I don’t like to hurt. I’m not the best at being vulnerable. I’m horrible at it, actually.

Those of you who are close to me know I’ve been living with the chronic painful condition of endometriosis for the past 10 years. I’ve dealt with doctors and surgeries and hospitals more than I’ve cared to. It’s a struggle. Sometimes the battle is just getting through the day with a forced smile; sometimes I’m victorious. Sometimes I’m not.

Those of you who are very close to me know that someone very special to me was diagnosed a few months ago with a chronic disease. There’s a small difference between this infirmity and mine. Mine’s not fatal. Cancer is.

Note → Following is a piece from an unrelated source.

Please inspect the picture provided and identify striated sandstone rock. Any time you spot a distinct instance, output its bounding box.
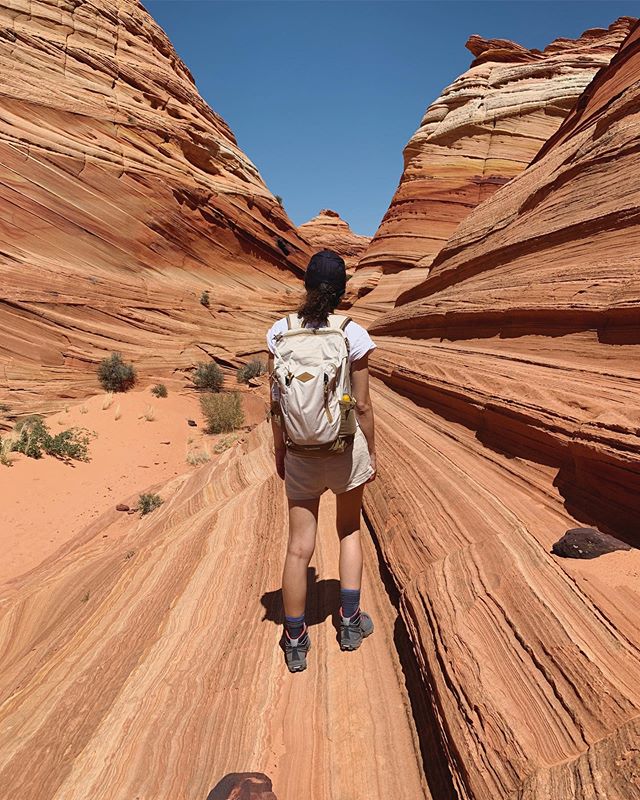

There’s something so final about the word chronic. There’s a brief moment of silence before a life-changing event. A mere second stretches into what feels like hours as the world freezes; it’s a peaceful quiet that makes me wish that moment would stretch on forever. That moment  right before the father beats his child, or the semi truck crashes into the car, or the doctor delivers the message.

And then the silence shatters and the world crashes around me, and there’s nothing I can do about it. Chronic. Nothing we can do.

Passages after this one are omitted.